Data sementara yang dihimpun dari pihak kecamatan mencatat, total rumah yang terdampak mencapai 30 unit. Sebagian besar mengalami kerusakan pada bagian atap dan dinding bangunan. Belum ada laporan resmi mengenai korban jiwa atau luka-luka.
Kepala Desa setempat membenarkan bahwa dua desa yang menjadi titik terdampak adalah Desa Koto Baru dan Desa Sungai Betung. Di kedua lokasi tersebut, angin kencang merobohkan pohon dan menerbangkan material bangunan rumah warga.
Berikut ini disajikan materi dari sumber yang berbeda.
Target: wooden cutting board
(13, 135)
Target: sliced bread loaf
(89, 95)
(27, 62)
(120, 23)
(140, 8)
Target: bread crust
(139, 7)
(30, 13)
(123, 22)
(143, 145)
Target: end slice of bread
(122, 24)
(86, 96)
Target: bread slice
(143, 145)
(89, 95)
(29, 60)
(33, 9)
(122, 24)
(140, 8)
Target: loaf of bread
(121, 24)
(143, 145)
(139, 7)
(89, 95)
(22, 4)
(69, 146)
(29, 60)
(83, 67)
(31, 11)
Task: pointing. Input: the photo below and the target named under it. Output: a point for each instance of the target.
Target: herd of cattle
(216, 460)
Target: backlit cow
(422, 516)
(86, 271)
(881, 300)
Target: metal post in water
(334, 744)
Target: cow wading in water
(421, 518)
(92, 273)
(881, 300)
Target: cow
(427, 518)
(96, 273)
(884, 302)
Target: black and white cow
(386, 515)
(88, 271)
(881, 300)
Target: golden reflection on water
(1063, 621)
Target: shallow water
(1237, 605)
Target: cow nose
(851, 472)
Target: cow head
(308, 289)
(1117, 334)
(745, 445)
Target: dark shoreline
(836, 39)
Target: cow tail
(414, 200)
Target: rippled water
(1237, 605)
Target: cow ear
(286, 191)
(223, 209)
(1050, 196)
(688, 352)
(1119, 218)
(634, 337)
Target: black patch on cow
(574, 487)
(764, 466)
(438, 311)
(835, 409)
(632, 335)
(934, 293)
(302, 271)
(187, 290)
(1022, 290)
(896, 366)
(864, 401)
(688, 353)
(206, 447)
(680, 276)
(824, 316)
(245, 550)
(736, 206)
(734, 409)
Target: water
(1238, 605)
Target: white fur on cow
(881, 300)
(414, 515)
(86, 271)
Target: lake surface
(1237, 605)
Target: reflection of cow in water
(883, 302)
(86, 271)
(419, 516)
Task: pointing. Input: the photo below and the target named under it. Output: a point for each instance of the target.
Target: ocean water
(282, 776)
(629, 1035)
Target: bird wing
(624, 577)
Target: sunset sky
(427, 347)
"Angin datang tiba-tiba, tidak ada tanda-tanda. Warga langsung panik dan berlari ke luar rumah. Beberapa rumah atapnya beterbangan," ujar seorang perangkat desa di lokasi kejadian.
Pada hari berikutnya, warga bersama aparat desa dan relawan mulai melakukan pembersihan puing-puing bangunan. Material atap seng dan kayu yang berserakan di jalan dan pekarangan rumah dikumpulkan untuk dibuang.
Belum ada informasi resmi dari Badan Penanggulangan Bencana Daerah (BPBD) Kabupaten Kerinci mengenai bantuan darurat yang akan disalurkan. Namun, warga setempat berharap pemerintah kabupaten segera turun tangan untuk meringankan beban para korban.
Puting beliung di Kerinci ini menjadi bagian dari rangkaian cuaca ekstrem yang melanda sejumlah wilayah di Indonesia dalam beberapa pekan terakhir. Masyarakat diimbau tetap waspada terhadap potensi angin kencang dan hujan lebat yang masih mungkin terjadi.